バスケットボールPRESSBACK NUMBER
栃木ブレックス、指揮官交代の岐路。
秘密の映像でチームワークよ再び。
text by
ミムラユウスケYusuke Mimura
photograph byYuki Suenaga
posted2017/11/11 09:00
田臥らが培ってきた栃木スピリットは、チームに浸透しているはず。ならばそれを思い出すだけだ。
「小さくて細かい部分をどれだけできるか」(田臥)
「チームとしてまとまれ」と言葉で伝えるよりも、まとまっているときに取る行動を提示して実践する方が、選手は自覚を持てる。その自覚がチーム力、成績の向上につながる。
そうやってチーム力を育んできたのが栃木だった。
ジェッツとの試合後、キャプテンの田臥は以下のように証言した。
「今回だけではなくて、ずっと前から……例えば、昨シーズン優勝したチームでも出来なかったときがあった。そういう映像をミーティングで見せられていたことで、だんだんできるようになっていった。だからこそチームを作り上げていけたんです」
そして、こう続けた。
「今までいたメンバーは映像を見せられて、またわかったことがある。新しく来たメンバーには、強いチームを作っていくためには、小さくて細かい部分をどれだけできるかが必要なんだよ、というのを改めて感じてくれたと思う。そういうことがみんなで自然と出来るようになれば気持ちが1つになると思います」
昨季ファイナルでも最後まで執念を見せ続けた。
指導者が何度も“チームに大事なのは守備です。大切なのは団結心です”と繰り返しても、チームに浸透しないケースは多々ある。だからこそ団結力を育むために、具体的な策を打つ。そして、それがおざなりに見えるならば、何度でもその作業を繰り返していく。昨シーズンのファイナルでは田臥が、現在はリハビリ中のジェフ・ギブスが試合の最終盤までルーズボールに飛び込むようなシーンが見られた。そこには確かな方法論が存在していたからだ。

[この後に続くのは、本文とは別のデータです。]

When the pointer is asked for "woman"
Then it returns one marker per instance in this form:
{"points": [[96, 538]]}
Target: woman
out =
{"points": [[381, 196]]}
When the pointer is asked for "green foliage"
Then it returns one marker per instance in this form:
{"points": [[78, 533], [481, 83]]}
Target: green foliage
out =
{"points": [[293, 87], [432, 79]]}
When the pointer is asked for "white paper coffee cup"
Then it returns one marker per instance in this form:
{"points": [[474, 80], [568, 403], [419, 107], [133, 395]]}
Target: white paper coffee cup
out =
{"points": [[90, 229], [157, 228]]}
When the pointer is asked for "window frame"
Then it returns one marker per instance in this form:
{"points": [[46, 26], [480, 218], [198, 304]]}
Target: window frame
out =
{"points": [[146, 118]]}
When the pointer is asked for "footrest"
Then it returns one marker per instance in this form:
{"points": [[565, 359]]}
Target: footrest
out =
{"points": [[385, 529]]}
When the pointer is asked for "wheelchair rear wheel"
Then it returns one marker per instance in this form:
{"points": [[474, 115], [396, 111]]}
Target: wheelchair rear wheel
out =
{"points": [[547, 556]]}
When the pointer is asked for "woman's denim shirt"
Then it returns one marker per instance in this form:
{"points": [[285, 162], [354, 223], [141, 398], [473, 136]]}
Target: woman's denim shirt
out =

チャンピオンシップの準々決勝でも、最大22点差をつけられながら、クォーターごとに目安となる点差を設定して、少しずつ点差を縮めて、最後には逆転したのも有名な話だ。
彼らは決して最先端のバスケットボールを探求しているわけではない。しかし、バスケットボールのみならずスポーツ界、あるいは一般社会の組織にまで参考になるような本質を追求しているのだろう。
昨シーズンまでチームを率いたトーマス・ウィスマンHCから長谷川HCに体制が変わったことで、取り組み方も変化していた。その過程で失われかけたものを、安齋HC代行は取り戻そうとしている。多くのメンバーが入れ替わったとはいえ彼らがまとまれば、優勝候補であるジェッツを倒せたのは収穫だろう。